Castlegar council pans paper; switches to computerized meeting materials
City council is chasing the green – environmental and cash savings – with the move to paperless council meetings, according to councillor Kevin Chernoff.
“We started thinking about it a year ago, through the Green Committee, and started implementing it in June – I was the first to make the switch,” he said, adding now four of six councillors have been trained on iPads and the others should be up to speed in a matter of weeks. Senior city staff are working off iPads or laptops, he added.
He said the printing cost savings for meetings alone will be about $5,207 annually – easily off-setting the initial equipment/tech costs which he estimated at less than $3,000 … and that’s not counting paper or labour.

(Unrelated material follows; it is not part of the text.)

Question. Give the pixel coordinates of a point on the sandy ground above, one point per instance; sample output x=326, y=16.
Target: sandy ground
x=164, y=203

“Yearly costs to run paper meetings are $7,007. Yearly costs to run paperless meetings are $1,800. This means that going paperless saves the city (and taxpayers) approximately $5,207 annually,” he said. “And printing is labour-intensive – as page 354 of a meeting agenda comes out on a copier, a paper jam causes several pages to be torn and sends a staff member back to her desk to re-print, then re-sort, the lost pages. That staff member will spend an hour or two babysitting print jobs for council meetings when he/she could be doing more productive tasks.
“At this point, I don’t see a downside. We have passwords and security built into them (iPads/laptops), and even iPad’s version of a GPS locator in case they get stolen,” he said. “We, as councillors, will have a lot more access to data coming out of City Hall, as opposed to the time delay with paper versions – this way, it’s pretty much instant.”
And this hasn’t even touched on the environmental upsides, he said.
“For council meetings, the city prints approximately 100,100 sheets of paper annually and most of this end up in the recycle bin. The City of Castlegar is committed to reducing as part of its Green initiatives.”